Academic groups expand too. UT MD Anderson and partners prepare trials that could extend to autoimmune indications. UNC’s James Howard leads Cartesian studies in myasthenia gravis. Early Phase 2b results showed 57% of patients reaching minimal symptom expression by month six, sustained to month 12.
Germany’s Miltenyi Biomedicine and Bristol Myers Squibb reported mild-to-moderate, self-resolving side effects in basket trials covering lupus, myositis, multiple sclerosis and more. No severe cytokine release or neurotoxicity stood out.

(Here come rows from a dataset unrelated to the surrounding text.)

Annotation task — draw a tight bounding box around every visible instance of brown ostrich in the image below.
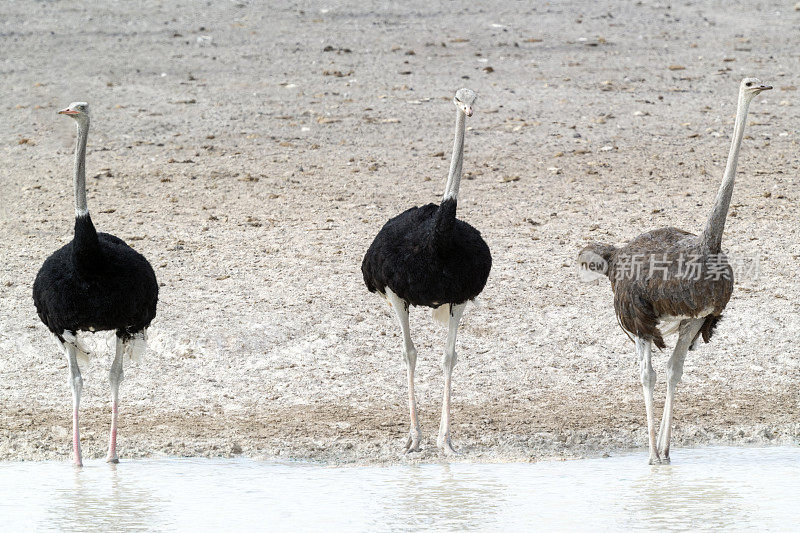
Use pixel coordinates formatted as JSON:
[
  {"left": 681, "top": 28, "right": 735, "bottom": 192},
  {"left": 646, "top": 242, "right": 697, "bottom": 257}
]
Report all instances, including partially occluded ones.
[{"left": 578, "top": 78, "right": 772, "bottom": 464}]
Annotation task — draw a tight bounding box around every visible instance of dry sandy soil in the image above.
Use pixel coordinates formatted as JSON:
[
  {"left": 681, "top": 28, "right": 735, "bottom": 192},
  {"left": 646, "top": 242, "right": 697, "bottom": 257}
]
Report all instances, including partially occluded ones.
[{"left": 0, "top": 0, "right": 800, "bottom": 464}]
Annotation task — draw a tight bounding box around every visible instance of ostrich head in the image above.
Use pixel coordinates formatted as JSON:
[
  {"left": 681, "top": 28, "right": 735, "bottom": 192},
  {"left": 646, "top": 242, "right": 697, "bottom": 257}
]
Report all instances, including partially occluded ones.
[
  {"left": 578, "top": 242, "right": 617, "bottom": 281},
  {"left": 58, "top": 102, "right": 89, "bottom": 122},
  {"left": 739, "top": 78, "right": 772, "bottom": 100},
  {"left": 453, "top": 89, "right": 477, "bottom": 117}
]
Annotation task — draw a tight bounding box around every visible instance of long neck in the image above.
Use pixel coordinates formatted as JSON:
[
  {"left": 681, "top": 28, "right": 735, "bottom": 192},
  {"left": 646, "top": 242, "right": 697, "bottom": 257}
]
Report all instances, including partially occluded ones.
[
  {"left": 703, "top": 94, "right": 750, "bottom": 252},
  {"left": 443, "top": 109, "right": 467, "bottom": 200},
  {"left": 75, "top": 118, "right": 89, "bottom": 217}
]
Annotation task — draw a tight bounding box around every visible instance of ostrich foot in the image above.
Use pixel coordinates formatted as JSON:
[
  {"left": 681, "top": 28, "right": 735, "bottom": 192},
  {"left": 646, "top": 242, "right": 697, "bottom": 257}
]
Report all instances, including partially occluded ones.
[
  {"left": 403, "top": 429, "right": 420, "bottom": 453},
  {"left": 436, "top": 435, "right": 460, "bottom": 455}
]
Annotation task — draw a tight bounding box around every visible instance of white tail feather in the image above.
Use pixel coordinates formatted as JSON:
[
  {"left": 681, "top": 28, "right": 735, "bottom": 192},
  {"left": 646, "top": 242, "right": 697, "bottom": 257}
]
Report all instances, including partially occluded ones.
[
  {"left": 122, "top": 330, "right": 147, "bottom": 363},
  {"left": 431, "top": 304, "right": 450, "bottom": 325},
  {"left": 56, "top": 331, "right": 92, "bottom": 370}
]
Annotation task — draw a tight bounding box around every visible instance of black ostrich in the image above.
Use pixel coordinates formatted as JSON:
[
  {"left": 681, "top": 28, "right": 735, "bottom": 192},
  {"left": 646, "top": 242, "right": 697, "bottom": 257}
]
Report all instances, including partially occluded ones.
[
  {"left": 361, "top": 89, "right": 492, "bottom": 454},
  {"left": 33, "top": 102, "right": 158, "bottom": 466}
]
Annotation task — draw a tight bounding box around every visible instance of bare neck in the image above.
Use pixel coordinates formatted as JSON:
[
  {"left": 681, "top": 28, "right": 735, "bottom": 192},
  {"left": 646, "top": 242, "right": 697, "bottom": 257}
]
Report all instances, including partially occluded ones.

Still, not every patient responds perfectly. Janisch-Hanzlik’s lingering symptoms illustrate limits. Durability data stretch only so far. Some patients relapse after initial gains. Manufacturing bottlenecks threaten scale if demand explodes. Autologous approaches tie up capacity. Allogeneic and in vivo methods aim to break that constraint.
Investment floods in. STAT News reported a “flood of experimentation” five years after the first lupus success. STAT noted researchers once feared T cells might worsen autoimmunity. Instead, the opposite occurred.
Experts temper excitement with caution. Amanda Piquet, who led the Kyverna stiff person syndrome study at the University of Colorado, called the opportunity “perfect” for a condition with no approved therapies. Yet she and others stress the need for larger, longer trials.
Patient selection matters. Those with severe, refractory disease stand to gain most. Georg Schett, a pioneer in the field, shared tips on choosing candidates at recent meetings. Australian centers have treated multiple patients, including first-in-country cases for systemic sclerosis and MS.
The science evolves quickly. Next-generation designs target additional markers like BCMA or BAFF to spare some healthy B cells and reduce infection risk. Preclinical work explores CAR-Treg cells and other refinements.
So far, the data paint an optimistic picture. Deep B-cell depletion. Drug-free remissions. Improved mobility and daily life. Reduced reliance on chronic medications with their own toxicities.
Janisch-Hanzlik still asks her doctors what comes next. Their answer stays the same. “We don’t know, you’re the first. We’re just going to have to wait and see.”
Thousands more may soon join her. If results hold, CAR-T could shift treatment from symptom control to something closer to reset. The transition from cancer wards to rheumatology clinics continues. Success there would touch millions living with these often debilitating conditions.